Saturday, January 03, 2009

Era noite de ano novo e Kitty, apelido de Maria Quitéria, não estava feliz. Não entendia o porquê de toda essa excitação pela virada de ano - para ela a troca do dia 31 de dezembro para 01 de janeiro não era diferente de qualquer outra mudança de mês – e realmente detestava ter que colocar roupa e calcinha nova além de um sorriso no rosto e fazer festa com seus pais, comendo lentilha e pulando as sete ondas na praia.
Num ímpeto de se libertar, Kitty pegou seu buggie amarelo – queimado e dirigiu rumo à parte deserta da praia, onde só havia pedras à beira do mar. Escalou – as e sentou – se na mais alta, contemplando o céu estrelado que no momento encontrava – se com a água, que sumia na escuridão. Por algum motivo, desconhecido até para os cientistas mais experientes da Nasa, a lua tinha sumido como num eclipse que já durava horas, tornando a noite mais escura do que nunca, exatamente como Kitty gostava.
Após um tempo ali, no silêncio total, olhou em seu relógio Swatch e viu que faltava um minuto para a meia noite. O tique taque do relógio ecoava na praia, praticamente obrigando Kitty a cronometrar os segundos até a tão esperada hora, que teoricamente, era capaz de mudar o mundo. Faltando cinco segundos para a meia noite ela fechou os olhos. Morria de medo de fogos de artifício, e assim, fez a contagem regressiva, para não ser pega de surpresa com o barulho.
O relógio completou seu círculo anunciando que a hora zero chegava, o céu iluminou – se com todas as cores do arco – Iris, e Kitty, ainda com os olhos fechados, sentiu lábios tocando os seus. No susto ela foi pra trás, escorregando e quase caindo de cabeça nas pedras, se não fosse por aquele braço que rapidamente a segurou e puxou – a para perto de seu corpo. Agora Kitty abria os olhos e deparava – se com um guri, um pouco mais velho que ela, de olhos azuis cristalinos, pele bronzeada e o sorriso mais branco que já vira.

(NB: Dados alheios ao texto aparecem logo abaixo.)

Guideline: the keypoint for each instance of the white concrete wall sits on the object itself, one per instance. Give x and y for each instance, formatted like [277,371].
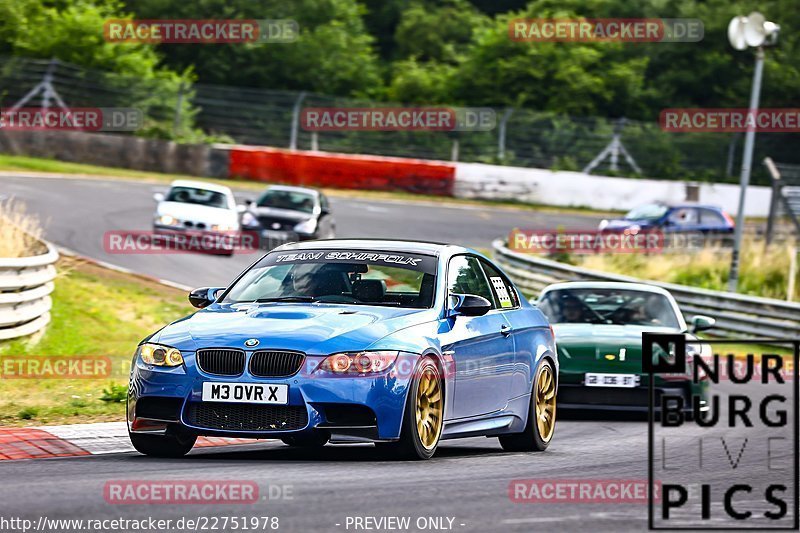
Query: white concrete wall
[476,180]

- Desculpa. Mas dizem que devemos beijar alguém a meia noite de Reveillon. Eu não acredito em superstições, nem nessa data, mas resolvi pelo menos uma vez na vida tentar acreditar.
- Tudo bem. Eu também não acredito em superstições ou na data de hoje. Mas obrigada pelo beijo, foi revigorante.
O guri não identificado sorriu e sentou – se na pedra, tirou de um bolso uma carteira de cigarro, e do outro, uma garrafinha de whisky. Ofereceu a Kitty que prontamente sentou – se e aceitou a oferta. Os dois ficaram ali, fumando e conversando, até que a atração entre eles era muito forte para agüentar e eles cederam à tentação, beijando – se com vontade, como se o mundo tivesse parado de girar.
Entre beijos, conversas e cigarros Kitty perdeu a hora. Quando deu por si, estava deitada em uma pedra enquanto o sol despontava no horizonte. Olhou para os lados e nada do menino misterioso de quem nunca perguntou o nome. Resolveu ir para casa já que sabia que seus pais deveriam estar enlouquecidos à sua procura.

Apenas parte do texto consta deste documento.